“Why did you separate me from the earth?
What did you stand to gain?”
Hopelessness album, 2016

It seems to me that the separation Anohni sings about is at the root of all our problems. I know the feeling from deep grief or depression. The long way out requires sleeping outside on the ground, walking by the river, talking to my dog, touching and observing everything, and making art. For me it’s all connected.

Years ago, I read Last Child in the Woods. The theme resonated: kids’ need to play freely outdoors. Shut inside, glued to electronic media, they become bored, depressed overweight, and inattentive. The book was a big deal when it came out, and educators moved in with ‘no child left inside’ programs.

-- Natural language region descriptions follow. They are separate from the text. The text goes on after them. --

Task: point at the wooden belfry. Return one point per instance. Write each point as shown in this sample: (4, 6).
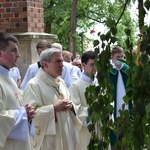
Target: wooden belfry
(21, 16)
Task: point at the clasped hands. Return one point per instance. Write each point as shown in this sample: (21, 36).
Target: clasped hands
(62, 105)
(30, 111)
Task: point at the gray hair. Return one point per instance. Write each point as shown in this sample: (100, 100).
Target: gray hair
(47, 54)
(57, 45)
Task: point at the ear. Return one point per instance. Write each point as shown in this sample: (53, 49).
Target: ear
(44, 64)
(83, 64)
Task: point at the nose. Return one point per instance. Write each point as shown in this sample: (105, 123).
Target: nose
(18, 54)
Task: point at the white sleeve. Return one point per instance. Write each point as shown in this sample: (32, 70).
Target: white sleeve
(20, 130)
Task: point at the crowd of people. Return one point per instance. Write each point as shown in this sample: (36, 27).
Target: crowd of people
(51, 110)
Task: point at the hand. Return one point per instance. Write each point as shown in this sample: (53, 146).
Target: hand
(59, 105)
(68, 104)
(30, 112)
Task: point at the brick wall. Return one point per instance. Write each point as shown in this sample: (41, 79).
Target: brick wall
(21, 16)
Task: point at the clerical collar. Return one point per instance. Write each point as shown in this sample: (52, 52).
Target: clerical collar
(4, 70)
(116, 67)
(86, 78)
(54, 79)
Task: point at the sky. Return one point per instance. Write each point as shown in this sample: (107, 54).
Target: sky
(102, 29)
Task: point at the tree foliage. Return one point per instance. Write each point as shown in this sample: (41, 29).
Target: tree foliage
(57, 15)
(137, 131)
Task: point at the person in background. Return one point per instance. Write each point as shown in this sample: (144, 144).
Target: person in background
(33, 68)
(48, 93)
(77, 62)
(77, 93)
(67, 56)
(15, 74)
(15, 118)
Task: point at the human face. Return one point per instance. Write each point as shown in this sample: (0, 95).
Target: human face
(89, 68)
(8, 58)
(55, 66)
(40, 50)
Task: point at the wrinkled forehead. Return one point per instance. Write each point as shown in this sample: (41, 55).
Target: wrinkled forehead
(118, 55)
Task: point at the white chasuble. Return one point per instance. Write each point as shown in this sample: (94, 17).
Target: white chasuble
(41, 92)
(10, 101)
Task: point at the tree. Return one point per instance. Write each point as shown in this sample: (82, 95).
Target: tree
(58, 18)
(137, 132)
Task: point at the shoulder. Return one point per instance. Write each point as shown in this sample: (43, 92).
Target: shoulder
(34, 65)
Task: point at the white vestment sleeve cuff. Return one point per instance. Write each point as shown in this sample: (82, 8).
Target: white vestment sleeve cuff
(20, 130)
(31, 129)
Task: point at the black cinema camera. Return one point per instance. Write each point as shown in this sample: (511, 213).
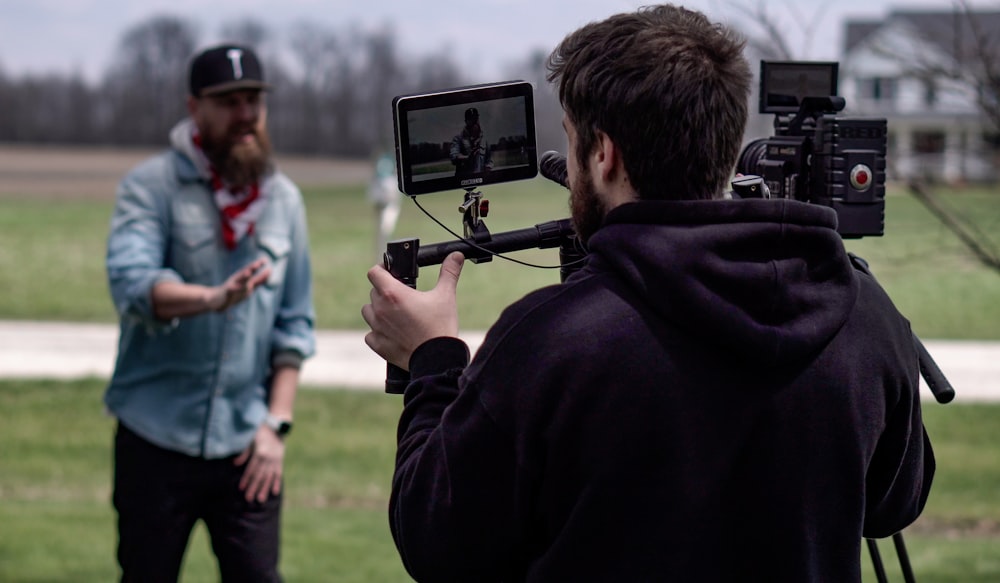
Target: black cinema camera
(815, 155)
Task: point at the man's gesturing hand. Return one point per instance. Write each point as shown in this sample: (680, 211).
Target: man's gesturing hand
(240, 285)
(402, 318)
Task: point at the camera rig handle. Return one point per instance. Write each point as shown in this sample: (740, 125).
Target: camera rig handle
(404, 258)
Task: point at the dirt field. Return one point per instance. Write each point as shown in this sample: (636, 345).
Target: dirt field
(94, 172)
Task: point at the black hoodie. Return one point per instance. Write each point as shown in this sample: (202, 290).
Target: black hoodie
(716, 396)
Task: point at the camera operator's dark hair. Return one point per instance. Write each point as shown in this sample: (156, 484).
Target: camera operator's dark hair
(668, 86)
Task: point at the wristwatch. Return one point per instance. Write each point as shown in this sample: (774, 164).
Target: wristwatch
(280, 426)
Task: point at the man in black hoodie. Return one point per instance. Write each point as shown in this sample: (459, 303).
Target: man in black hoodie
(716, 396)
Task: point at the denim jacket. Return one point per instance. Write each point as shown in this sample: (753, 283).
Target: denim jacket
(199, 385)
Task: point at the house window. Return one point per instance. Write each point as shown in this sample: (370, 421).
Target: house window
(930, 92)
(928, 142)
(878, 88)
(992, 141)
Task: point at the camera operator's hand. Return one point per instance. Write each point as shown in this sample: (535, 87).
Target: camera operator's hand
(402, 318)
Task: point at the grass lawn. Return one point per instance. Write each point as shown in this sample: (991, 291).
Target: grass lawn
(58, 525)
(52, 257)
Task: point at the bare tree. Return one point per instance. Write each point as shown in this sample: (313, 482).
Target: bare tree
(964, 52)
(148, 80)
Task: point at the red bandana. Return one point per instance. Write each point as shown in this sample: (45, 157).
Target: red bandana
(238, 208)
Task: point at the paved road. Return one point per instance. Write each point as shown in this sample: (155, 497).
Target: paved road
(67, 351)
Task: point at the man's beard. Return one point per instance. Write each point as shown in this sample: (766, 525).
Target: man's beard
(241, 163)
(586, 207)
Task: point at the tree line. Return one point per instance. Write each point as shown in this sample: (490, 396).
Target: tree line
(333, 89)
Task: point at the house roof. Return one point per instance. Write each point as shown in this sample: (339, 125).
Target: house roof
(950, 30)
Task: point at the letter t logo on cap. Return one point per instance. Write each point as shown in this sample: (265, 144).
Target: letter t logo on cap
(236, 58)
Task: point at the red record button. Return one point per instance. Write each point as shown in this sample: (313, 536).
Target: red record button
(861, 177)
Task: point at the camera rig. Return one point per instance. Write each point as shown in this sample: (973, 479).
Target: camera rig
(815, 155)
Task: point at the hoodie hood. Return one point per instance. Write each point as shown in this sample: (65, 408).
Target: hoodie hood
(766, 279)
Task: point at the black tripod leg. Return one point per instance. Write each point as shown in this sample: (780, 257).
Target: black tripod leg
(904, 558)
(876, 561)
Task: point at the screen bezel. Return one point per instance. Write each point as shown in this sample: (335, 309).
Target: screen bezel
(824, 72)
(481, 97)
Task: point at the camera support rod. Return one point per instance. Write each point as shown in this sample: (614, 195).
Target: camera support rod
(404, 257)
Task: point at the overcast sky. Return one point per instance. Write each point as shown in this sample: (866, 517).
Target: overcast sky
(61, 36)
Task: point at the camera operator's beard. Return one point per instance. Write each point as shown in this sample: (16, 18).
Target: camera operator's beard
(586, 207)
(242, 162)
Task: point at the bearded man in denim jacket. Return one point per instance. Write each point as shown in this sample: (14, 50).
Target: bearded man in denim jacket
(209, 271)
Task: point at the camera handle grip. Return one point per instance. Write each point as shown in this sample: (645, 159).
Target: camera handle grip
(404, 257)
(400, 260)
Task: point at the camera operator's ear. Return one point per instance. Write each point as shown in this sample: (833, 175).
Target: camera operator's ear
(608, 170)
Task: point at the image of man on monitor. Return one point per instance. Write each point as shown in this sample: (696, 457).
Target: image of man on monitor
(470, 152)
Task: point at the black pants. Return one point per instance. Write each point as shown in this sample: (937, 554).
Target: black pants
(161, 494)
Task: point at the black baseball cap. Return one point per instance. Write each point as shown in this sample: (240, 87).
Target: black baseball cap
(226, 68)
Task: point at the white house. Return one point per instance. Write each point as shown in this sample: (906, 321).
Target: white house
(936, 129)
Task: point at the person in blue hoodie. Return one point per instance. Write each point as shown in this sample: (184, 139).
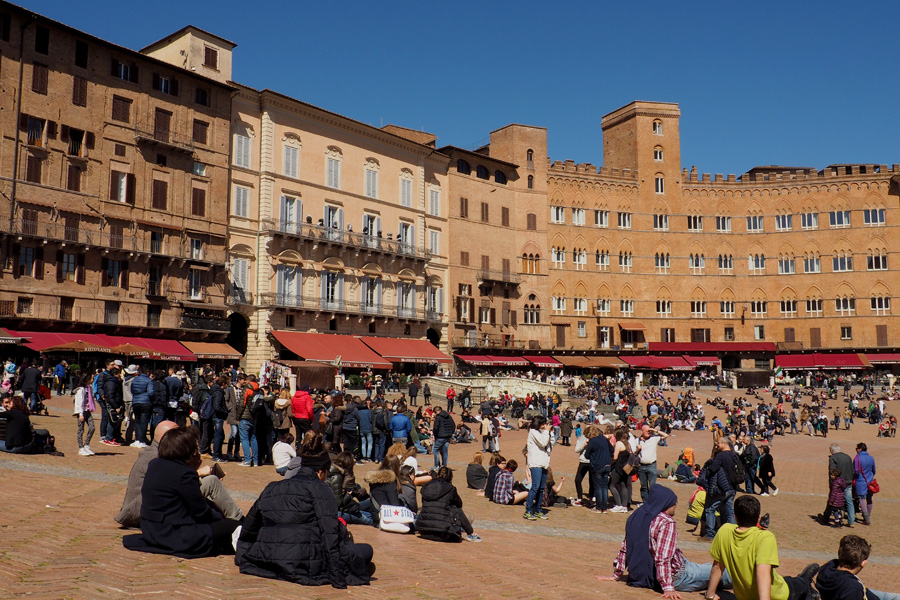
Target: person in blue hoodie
(839, 579)
(141, 406)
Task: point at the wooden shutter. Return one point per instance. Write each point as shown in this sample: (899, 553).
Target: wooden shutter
(38, 270)
(79, 269)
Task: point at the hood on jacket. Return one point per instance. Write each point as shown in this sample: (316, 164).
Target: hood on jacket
(380, 476)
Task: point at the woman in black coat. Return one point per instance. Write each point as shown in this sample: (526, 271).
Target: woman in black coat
(441, 516)
(175, 517)
(293, 532)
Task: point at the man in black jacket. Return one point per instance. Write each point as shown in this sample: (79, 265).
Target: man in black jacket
(721, 492)
(442, 432)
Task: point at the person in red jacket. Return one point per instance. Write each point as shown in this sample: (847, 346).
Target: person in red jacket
(301, 405)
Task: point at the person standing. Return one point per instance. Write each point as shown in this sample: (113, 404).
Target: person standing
(864, 469)
(646, 442)
(538, 449)
(843, 463)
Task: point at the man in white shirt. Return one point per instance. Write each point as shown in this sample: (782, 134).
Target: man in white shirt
(647, 441)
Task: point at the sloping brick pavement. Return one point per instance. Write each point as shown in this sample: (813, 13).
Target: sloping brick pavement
(58, 539)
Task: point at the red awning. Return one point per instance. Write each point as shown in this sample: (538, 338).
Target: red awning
(479, 360)
(819, 360)
(883, 359)
(702, 361)
(543, 361)
(510, 361)
(403, 350)
(697, 347)
(326, 348)
(658, 363)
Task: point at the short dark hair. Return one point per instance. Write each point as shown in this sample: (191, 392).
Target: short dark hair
(179, 444)
(746, 511)
(853, 551)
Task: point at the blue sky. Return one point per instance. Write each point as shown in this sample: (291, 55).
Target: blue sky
(790, 83)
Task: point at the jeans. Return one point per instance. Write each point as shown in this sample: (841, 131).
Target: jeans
(851, 511)
(440, 450)
(380, 447)
(724, 505)
(218, 437)
(248, 440)
(601, 488)
(536, 493)
(647, 477)
(365, 440)
(141, 422)
(694, 577)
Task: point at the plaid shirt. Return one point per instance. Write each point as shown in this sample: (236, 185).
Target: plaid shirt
(664, 549)
(503, 487)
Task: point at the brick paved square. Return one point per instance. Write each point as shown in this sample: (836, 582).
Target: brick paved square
(58, 539)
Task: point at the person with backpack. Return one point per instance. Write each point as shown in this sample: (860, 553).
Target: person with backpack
(723, 475)
(250, 398)
(201, 405)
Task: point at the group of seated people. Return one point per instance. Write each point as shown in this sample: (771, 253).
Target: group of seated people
(183, 510)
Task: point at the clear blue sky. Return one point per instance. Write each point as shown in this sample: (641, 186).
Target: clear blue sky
(791, 83)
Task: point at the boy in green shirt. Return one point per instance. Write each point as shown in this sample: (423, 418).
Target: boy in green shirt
(750, 555)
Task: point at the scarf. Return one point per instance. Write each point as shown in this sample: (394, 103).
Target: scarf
(638, 559)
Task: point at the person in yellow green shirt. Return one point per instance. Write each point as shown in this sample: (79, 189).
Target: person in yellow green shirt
(750, 555)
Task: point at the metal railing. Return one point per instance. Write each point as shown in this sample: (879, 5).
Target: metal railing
(351, 239)
(123, 240)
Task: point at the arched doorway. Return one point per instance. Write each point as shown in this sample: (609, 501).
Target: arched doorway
(237, 335)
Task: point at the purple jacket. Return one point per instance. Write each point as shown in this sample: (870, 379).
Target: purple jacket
(836, 497)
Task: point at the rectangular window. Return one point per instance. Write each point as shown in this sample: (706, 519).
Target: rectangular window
(81, 54)
(241, 151)
(198, 202)
(661, 222)
(241, 201)
(40, 77)
(371, 183)
(695, 223)
(814, 306)
(874, 216)
(557, 214)
(160, 194)
(79, 91)
(809, 220)
(578, 216)
(754, 224)
(210, 57)
(434, 202)
(406, 192)
(783, 222)
(201, 131)
(121, 109)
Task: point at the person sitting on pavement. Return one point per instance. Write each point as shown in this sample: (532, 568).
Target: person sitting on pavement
(650, 557)
(176, 518)
(749, 555)
(839, 579)
(293, 532)
(210, 485)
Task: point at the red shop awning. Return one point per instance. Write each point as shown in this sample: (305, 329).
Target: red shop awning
(327, 348)
(404, 350)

That’s important, but the problem doesn’t  go away when we take kids on a hike or teach them the names of trees. A deep cultural, social alienation remains, a pervasive and learned disconnect that prevents us from experiencing the earth as anything other than a resource. Thomas Berry said our culture makes us like an autistic child “when it comes to the natural world, locked into ourselves and unable to get out or to let the world in, unable to receive or give affection. Unable to relate, “We’d as soon cut down our most beautiful forest in the world. We cut it down, for what? For timber, for board feet, for money.”

Berry was a theologian, and he could speak subjectively about awe and about sickness of the soul. He could say things like “We bear the universe in our beings as the universe bears us in its being.” But the separation is too real to be left in church. Biologist E. O. Wilson writes in terms of instinct and evolution. His Biophilia hypothesis says we’re hard-wired to love life, to appreciate green spaces and delight in animals. Connection is our natural state.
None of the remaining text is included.